The United States issued a new batch of sanctions against Venezuela last Friday, targeting high-ranking members of President Nicolas Maduro’s regime and setting up a “financial blockade” against the state-owned institutions that fund them. Cutting off Maduro’s revenue may be the key to his ouster, U.S. officials have said, but restoring democracy in Venezuela after he’s gone looks to be a more complex, internal issue.
Much of the pressure on Maduro still originates inside Venezuela, from politicians at all levels of government who oppose his dictatorship and hope to one day regain control of the country’s political future.

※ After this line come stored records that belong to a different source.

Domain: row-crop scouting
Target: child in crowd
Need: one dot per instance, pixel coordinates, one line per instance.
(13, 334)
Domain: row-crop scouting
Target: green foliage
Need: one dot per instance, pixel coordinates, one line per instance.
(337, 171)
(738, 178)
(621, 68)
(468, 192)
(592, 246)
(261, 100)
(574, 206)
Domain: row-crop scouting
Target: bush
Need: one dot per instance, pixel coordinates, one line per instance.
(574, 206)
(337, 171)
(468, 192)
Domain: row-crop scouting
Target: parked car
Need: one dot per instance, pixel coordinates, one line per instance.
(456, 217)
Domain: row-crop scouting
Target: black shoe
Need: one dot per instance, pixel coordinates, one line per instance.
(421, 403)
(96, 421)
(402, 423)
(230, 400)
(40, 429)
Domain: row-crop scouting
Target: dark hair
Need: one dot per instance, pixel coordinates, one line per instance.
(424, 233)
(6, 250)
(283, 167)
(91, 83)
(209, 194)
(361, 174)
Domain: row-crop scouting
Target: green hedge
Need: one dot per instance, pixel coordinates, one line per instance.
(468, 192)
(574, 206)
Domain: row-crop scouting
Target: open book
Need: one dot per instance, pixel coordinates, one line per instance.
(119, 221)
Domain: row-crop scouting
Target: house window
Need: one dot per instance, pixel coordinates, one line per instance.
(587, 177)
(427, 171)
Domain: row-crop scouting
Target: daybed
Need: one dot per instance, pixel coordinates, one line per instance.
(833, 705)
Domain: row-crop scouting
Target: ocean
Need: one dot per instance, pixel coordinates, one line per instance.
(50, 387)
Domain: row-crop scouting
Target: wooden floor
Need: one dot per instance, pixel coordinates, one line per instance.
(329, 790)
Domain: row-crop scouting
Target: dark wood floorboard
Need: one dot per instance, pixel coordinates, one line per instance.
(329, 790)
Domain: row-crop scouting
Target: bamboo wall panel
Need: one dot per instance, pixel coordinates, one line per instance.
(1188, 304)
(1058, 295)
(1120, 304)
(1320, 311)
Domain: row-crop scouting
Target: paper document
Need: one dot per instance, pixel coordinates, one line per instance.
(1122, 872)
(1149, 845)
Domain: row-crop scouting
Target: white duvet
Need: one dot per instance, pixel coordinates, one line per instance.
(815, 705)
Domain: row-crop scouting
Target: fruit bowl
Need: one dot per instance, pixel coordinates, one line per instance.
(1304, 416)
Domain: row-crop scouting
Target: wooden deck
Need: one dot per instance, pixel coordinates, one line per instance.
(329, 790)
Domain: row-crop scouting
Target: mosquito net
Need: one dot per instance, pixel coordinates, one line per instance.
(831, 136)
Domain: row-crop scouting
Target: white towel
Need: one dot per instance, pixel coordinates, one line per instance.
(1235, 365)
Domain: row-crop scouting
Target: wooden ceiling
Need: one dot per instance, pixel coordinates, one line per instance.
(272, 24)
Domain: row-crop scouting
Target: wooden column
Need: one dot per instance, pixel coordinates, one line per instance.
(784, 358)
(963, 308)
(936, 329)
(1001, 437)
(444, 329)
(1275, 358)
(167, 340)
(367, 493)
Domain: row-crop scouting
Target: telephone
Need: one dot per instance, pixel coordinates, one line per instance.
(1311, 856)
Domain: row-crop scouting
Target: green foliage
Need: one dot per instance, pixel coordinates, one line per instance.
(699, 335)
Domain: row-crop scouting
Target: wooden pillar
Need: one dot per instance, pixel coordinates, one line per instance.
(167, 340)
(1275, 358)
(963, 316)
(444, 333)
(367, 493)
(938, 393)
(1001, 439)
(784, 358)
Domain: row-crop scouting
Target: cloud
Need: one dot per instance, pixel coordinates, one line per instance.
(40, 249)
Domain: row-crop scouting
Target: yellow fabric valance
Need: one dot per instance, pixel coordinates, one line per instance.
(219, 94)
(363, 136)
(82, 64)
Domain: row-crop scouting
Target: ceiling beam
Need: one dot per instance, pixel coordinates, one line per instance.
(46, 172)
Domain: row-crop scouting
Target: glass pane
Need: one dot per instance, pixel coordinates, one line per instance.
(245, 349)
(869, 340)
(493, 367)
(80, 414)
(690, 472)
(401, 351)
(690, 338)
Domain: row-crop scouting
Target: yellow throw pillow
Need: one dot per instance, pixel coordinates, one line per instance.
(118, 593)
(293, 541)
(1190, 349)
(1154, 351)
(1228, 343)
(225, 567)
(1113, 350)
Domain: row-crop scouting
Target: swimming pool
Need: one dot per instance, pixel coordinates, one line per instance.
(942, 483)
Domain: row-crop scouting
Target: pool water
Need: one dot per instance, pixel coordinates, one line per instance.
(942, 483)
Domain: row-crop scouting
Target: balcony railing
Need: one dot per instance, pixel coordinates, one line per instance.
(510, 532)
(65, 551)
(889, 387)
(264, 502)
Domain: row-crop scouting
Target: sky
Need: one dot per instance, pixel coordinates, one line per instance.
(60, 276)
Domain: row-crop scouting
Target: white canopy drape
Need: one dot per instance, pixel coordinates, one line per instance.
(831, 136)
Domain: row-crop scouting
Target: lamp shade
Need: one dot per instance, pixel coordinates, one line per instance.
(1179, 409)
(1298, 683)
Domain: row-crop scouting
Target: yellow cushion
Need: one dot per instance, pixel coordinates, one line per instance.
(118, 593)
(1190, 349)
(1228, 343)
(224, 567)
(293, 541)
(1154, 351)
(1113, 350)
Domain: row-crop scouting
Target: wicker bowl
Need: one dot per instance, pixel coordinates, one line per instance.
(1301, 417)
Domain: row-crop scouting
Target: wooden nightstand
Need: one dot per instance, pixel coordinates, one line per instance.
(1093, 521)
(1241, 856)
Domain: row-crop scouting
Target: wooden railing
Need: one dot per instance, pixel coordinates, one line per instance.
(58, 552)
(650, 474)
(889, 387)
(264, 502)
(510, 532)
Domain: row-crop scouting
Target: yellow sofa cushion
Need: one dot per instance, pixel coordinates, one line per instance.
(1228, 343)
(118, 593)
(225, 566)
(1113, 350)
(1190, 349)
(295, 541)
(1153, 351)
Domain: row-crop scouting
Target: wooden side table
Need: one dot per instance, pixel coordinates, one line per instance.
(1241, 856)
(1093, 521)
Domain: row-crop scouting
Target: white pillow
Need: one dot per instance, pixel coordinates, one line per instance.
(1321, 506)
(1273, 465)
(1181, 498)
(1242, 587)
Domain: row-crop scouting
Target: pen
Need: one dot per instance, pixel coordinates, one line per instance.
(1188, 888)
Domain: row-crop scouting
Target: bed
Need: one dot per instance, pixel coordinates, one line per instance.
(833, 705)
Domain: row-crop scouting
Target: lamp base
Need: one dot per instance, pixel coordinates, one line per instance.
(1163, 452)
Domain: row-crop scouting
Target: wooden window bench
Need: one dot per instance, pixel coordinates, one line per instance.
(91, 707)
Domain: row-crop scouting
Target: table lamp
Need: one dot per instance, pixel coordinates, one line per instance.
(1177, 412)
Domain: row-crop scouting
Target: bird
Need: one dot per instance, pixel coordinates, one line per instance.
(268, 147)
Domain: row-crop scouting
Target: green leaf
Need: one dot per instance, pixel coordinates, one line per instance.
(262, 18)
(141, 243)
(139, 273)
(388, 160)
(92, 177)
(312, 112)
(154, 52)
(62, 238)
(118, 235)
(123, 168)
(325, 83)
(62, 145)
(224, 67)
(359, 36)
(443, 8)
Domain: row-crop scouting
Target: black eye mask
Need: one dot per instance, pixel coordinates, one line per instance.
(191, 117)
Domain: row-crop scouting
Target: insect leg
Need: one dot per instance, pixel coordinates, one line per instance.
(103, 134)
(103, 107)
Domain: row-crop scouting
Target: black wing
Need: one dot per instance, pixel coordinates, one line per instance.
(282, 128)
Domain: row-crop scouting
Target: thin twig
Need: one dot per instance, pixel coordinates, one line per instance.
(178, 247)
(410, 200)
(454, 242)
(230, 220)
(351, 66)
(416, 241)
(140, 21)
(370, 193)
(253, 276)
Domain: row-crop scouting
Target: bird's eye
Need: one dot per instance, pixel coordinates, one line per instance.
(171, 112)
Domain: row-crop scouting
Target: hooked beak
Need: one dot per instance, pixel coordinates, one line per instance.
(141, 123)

The opposition coalition known as the Democratic Unity Roundtable, or the MUD by its Spanish acronym, has been hard at work since 2008 trying to prevent or at least slow the erosion of Venezuela’s democratic institutions under the self-described socialist revolution of Maduro and his mentor, former President Hugo Chavez.
Yet the MUD has shown recent signs of fracturing, due to disagreements over what strategy it should take in combating Maduro after he pulled off fraudulent and unconstitutional elections in July. The opposition’s inability to prevent that vote, despite its control of the legislature, known as the National Assembly, allowed Maduro to install his own Constituent Assembly to replace the legislature and start the process of writing a new constitution that is expected to grant him additional powers. The opposition has called any plans to change the constitution illegal because the process was not approved by a majority of Venezuelans in a referendum.